Beer Money: A Memoir of Privilege and Loss

I took another hit, holding the lighter in the bowl until it burned my thumb, and exhaled. I cracked the window. A few flurries of snow blew in, melting instantly.

True to form, Ollie never mentioned the daily cloud of pungent smoke to my parents when they called to check on us, or let on about much of anything. She’d always been on our side, throughout everything that had happened, and I loved her for that.


We stood under the bleachers at a lacrosse game—Taft versus Hotchkiss—while the crowd above us roared.

“My brother was busted by the Fed for dealing coke,” I told my friend Trey. My head felt light with the beer we were sharing.

“No shit, really?” He took the last drink from the can, then tossed it on the ground. “The fuckin Fed?”

“But don’t tell anyone.” I tucked my hands into my jeans pockets. “My parents made me swear I’d never say a word about this.”

“I swear,” said Trey. “But that’s, like, crazy.”

We’d been hanging out lately, getting stoned in the woods, smoking cigarettes and kissing behind the science building after vespers and dinner. I’d hung out with him one night in the fields while he tripped hard on mushrooms, laughing aloud at the stars. He had a high school band—Space Antelope—that played twangy Grateful Dead–inspired tunes.

“You’re the first person I’ve ever told out loud,” I said. “I guess I needed to tell someone.”

Trey looked at me and grinned. “Cool. So now you’re lighter, right? Now you don’t have to worry anymore—you’re free.” His auburn hair caught a splinter of sun, turning it gold. His lashes were blond, almost invisible.

I leaned against the rough edge of the bleachers. The crowd stood up and cheered, a riot of stomping feet and shouts.

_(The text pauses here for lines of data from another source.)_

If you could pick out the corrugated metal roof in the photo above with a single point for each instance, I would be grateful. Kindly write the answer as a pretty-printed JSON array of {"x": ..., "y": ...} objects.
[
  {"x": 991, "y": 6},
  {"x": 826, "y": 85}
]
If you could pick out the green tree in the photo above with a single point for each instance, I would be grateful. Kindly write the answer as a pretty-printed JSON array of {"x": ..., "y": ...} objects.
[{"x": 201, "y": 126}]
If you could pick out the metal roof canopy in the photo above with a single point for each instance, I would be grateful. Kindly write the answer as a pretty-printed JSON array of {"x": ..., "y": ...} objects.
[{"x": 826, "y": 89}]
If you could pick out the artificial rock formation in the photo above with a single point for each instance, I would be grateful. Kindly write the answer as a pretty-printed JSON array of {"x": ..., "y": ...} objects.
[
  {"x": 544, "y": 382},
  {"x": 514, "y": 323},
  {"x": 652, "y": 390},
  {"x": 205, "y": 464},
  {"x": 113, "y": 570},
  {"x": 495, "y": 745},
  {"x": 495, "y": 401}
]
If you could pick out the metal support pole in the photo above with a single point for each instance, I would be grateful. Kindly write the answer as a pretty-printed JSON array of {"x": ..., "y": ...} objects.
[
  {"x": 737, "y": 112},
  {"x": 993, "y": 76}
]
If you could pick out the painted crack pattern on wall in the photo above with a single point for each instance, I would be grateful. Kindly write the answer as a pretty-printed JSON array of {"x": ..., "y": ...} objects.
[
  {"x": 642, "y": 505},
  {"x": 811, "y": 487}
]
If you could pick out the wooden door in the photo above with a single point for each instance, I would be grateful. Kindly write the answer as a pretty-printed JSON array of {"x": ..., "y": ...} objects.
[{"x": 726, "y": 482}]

“Now I’m free,” I repeated.

I wondered if this could be true. I never felt free for very long, only for a few days or weeks before the heaviness came back. Whenever I had that feeling of lightness, I knew it wouldn’t last. Which meant I had to do something, drum up some new excitement, to keep ahead of that terrible weight.


For ten hours I pretended to be asleep in the back of the car with my trunk. My father drove silently, stopping only for gas and food. I knew he must be too angry or too heartbroken to speak, and his silence was, in fact, a relief to me.

Taft was throwing me out. I had only one documented offense, even counting the bottle of vodka found in my room that I swore I’d never seen before, but the school, reserving the right to change the rules, had decided I shouldn’t come back for junior year; they saw me as a ringleader of sorts, my influence spreading to innocent freshmen like Pamela, and so I was being excised, like a cancer.

I remembered my mother telling me about when Bobby was expelled from Kent, how he and my father had cried together at the airport. Charlie’s expulsion from South Kent had followed, then his college expulsion, and now this. Would I end up in the Marines?

The car came to another stop. I heard my father pumping gas. A few minutes later, he came back with what smelled like McDonald’s burgers and fries. I heard him trying to hand a bag to me in the back but even now I didn’t open my eyes.

Tears washed over my cheeks, perhaps at the kindness in my father’s gesture, what seemed almost like forgiveness. I was losing everything—my friends, my room, my independence—but . . . at least my father was with me there, silently, on my side.

He had driven from Michigan to talk the school out of expelling me, but the meeting apparently had not gone well. This was why I was “asleep” in the back of the car, and why I would have to spend the next two years back in Grosse Pointe until I could go away to college.

Ever since the bottle of vodka had been found, I had cleaned up, avoided all the spring parties out in the fields, the smoking sessions in the day-student locker room, but the headmaster had told my father, “Sorry—too little, too late.”